[FFmpeg-devel] [PATCH] AVCHD/H.264 parser: determination of frame type, question about timestamps

Mon Jan 26 08:42:17 CET 2009

Hi,

Michael Niedermayer wrote:
>> You contradict yourself.
>>     
>
> no
>
>   
>> On the one side you say get_ue_golomb_31() must 
>> be enough (yes, it is, since legal values for slice_type are 0..9), OTOH 
>> you want to check it for non-negative (_although_ legal values are in 
>> range 0..9, i.e., non-negative).
>>     
>
> yes
> we cannot just set pict_type to some random value, this could have
> unpredictable effects, people can feed all kinds of trash into the
> decoder, it must not give them a root shell ;)
>   
Correct. As architect/developer of an enterprise database system kernel 
I know very well what you mean. So don't worry too much about it. I'm 
dropping this topic for now.
> [...]
>   
>> For instance, imagine a video editing application (like kdenlive) needs 
>> to seek to frame X. There is a SEI recovery point at X-3 with 
>> convergence_duration == 5. How can the application now get to frame X? 
>> It asks to seek to X, which will position the stream at key frame at 
>> position X-3.
>>     
>
> no it will not do this it will position the stream farther to the left
> to ensure that X is after the convergence point when the application
> asks for <=X if it asks just for something randomly around X it might
> end up at X-3 but then that was what it asked for
>   
After sending the mail I got the same idea. So in the example case, 
you'd position the stream to the recovery point frame with distance from 
X >= convergence_duration, so the application can then decode up to X 
and have frame X correctly decoded.

OK, I'll try to write an appropriate patch for it. That's not in 
decoder, though, but in libavformat, then.

To summarize:

    * Decode SEI recovery point
    * A frame with SEI recovery point is a key frame (IDR frames are
      also key frames)
    * av_seek_frame() will position to recovery point with distance >=
      convergence_duration before X

Any pointers on how to implement the last one most effectively? I didn't 
study libavformat too much yet.

>> [...]
>>>> which is IMHO broken. Of course, we could communicate with it by setting 
>>>> pict_type to FF_I_TYPE for keyframes only (IDR frames and frames after 
>>>> recovery point), for other frames containing I- and P-slices to 
>>>> FF_P_TYPE and for B-frames to FF_B_TYPE. But I don't like it much. Any 
>>>> idea, how to do it correctly without the need to touch other codecs?
>>>>     
>>>>         
>>> pict_type from the parse context should likely be split in pict_type and
>>> keyframe
>>>   
>>>       
>> Actually, we already have a flag field on AVPacket coming from the 
>> parser, but compute_pkt_fields() doesn't believe it and resets it based 
>> on pict_type from parse context instead.
>>     
>
> the parser works with char* buffers not AVPackets
>   
Yes, sorry, I was referring to av_read_frame(), which returns AVPacket.

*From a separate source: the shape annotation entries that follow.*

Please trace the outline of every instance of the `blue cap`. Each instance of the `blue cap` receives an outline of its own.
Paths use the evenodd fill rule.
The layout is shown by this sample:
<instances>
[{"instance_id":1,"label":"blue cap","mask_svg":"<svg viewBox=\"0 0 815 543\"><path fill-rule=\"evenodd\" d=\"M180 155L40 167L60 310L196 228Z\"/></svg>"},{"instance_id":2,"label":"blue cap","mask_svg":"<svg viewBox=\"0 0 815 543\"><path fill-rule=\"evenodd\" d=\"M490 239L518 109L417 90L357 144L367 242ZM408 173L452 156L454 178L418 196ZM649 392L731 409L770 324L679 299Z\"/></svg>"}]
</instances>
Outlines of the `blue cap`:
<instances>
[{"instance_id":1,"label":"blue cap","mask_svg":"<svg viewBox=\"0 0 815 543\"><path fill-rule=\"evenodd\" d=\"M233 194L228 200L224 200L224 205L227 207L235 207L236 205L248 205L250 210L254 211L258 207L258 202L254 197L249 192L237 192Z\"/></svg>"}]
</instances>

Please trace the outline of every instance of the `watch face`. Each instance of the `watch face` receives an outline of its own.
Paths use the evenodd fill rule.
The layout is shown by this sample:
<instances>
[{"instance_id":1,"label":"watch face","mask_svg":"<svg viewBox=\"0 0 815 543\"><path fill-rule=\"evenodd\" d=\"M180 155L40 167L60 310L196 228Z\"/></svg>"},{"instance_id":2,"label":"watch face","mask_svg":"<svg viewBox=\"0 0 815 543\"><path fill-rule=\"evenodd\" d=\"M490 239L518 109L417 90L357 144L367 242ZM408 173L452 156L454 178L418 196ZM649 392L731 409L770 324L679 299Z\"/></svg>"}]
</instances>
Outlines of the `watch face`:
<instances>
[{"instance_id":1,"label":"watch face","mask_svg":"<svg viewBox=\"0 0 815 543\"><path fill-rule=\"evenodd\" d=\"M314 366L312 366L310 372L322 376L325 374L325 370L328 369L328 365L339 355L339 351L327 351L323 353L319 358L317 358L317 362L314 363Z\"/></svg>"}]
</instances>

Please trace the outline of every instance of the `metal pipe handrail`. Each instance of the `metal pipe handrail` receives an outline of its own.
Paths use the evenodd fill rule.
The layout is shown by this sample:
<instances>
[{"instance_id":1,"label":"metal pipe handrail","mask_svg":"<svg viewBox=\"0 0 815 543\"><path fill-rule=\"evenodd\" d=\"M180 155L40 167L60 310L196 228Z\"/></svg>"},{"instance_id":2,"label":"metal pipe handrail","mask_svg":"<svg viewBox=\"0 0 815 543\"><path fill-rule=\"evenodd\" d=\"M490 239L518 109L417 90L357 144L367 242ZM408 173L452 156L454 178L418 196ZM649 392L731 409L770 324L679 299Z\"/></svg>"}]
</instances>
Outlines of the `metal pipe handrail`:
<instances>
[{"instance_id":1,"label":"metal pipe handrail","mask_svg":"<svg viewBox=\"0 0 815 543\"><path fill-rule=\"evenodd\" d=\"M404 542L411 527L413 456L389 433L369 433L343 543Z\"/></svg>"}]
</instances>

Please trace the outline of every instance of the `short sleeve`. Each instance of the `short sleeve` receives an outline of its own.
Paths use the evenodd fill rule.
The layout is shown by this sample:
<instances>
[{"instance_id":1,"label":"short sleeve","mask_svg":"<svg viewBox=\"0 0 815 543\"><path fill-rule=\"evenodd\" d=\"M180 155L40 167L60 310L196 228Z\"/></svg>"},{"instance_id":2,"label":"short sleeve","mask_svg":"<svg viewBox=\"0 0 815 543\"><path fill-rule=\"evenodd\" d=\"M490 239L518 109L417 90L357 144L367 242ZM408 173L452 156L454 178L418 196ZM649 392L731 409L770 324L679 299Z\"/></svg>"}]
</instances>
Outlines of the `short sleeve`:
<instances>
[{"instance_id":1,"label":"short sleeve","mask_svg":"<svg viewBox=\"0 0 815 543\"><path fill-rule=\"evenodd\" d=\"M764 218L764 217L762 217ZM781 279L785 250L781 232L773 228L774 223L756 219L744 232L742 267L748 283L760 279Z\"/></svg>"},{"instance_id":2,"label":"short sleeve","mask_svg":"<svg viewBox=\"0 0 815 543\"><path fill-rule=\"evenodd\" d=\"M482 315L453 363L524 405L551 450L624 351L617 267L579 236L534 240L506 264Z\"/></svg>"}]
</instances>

However, why do we need pict_type at all? I/P/B-frames are 
MPEG-specific. Actually, I believe we should change it and return two 
flags - delayed and key frame. This would make it IMHO cleaner and more 
general than testing for pict_type.
>>>> Further, I found out that av_read_frame() sometimes reads only one field 
>>>> of a frame (especially in interlaced mpegts AVCHD files), which confuses 
>>>> the rest of ffmpeg. I suppose, this is a bug in h264_parse(), which 
>>>> returns a single field instead of whole frame (when a frame is coded as 
>>>> two fields in two pictures), but I didn't find a way yet, how to address 
>>>> the problem. Any idea?
>>>>     
>>>>         
>>> keep in mind that AFIAK h264 allows unpaired fields that is
>>> 1 frame, 1 field, 1 frame
>>> I have no samples that actually does this so we might get away with ignoring
>>> it but if we choose to not support it we should have some argument why
>>> it would be too complex ..
>>>   
>>>       
>> Umm... You are referring to D.2.2 (picture timing semantics). 
>>     
>
> no, i was not refering to that
>   
But?
> [...]
>> Of course, we still have the problem of frame doubling/tripling and 
>> having 3 fields per picture, eventually with one of them repeated 
>> (pic_struct codes 5-8).
>>     
>
> no we do not have a problem with this, we do not and never will duplicate
> anything we just export the information and the app can do with it what it
> wants, thats also exactly what we do in mpeg2
>   
We don't export the information, do we? But you are right, with frame 
doubling and tripling there is no problem - the application code will 
handle it by itself anyway by displaying last frame longer. As for 
having 3 fields per picture, I'm not so sure it will currently work. At 
least timing will be wrong. Consider following:

We have a stream with pictures containing (T1/B1/T2==T1), (B2/T3/B3==B2) 
fields. That's two H.264 pictures, but 3 frames. Each av_read_frame() 
should return a packte containing exactly single frame. But we have just 
2 packets, which need to be returned in 3 calls to av_read_frame(), 
according to API. Further, the DTS must be set correctly as well for the 
three AVPackets in order to get the timing correct. How do you want to 
handle this?

And as already mentioned, the case with (T1), (B1), (T2), (B2), we are 
returning 4 packets via av_read_frame() for 2 frames, which is against 
API. How to handle this? My idea was delaying return from h264_parse, 
until second field also parsed or handling this in libavformat 
appropriately by parsing further (probably cleaner, but we need 
additional flag how to report it to libavformat - something like pushing 
pic_struct to libavformat).
>> FYI, I started adding some additional constants to the h264 code for 
>> other SEI messages and for parsing SEI recovery point as the beginning, 
>> as this will be needed in all cases.
>>     
>
> good, and the patch for it?
>   
I just started. No patch yet. I first want to discuss how it should work 
before implementing too much code which will be eventually thrown out.

Regards,

Ivan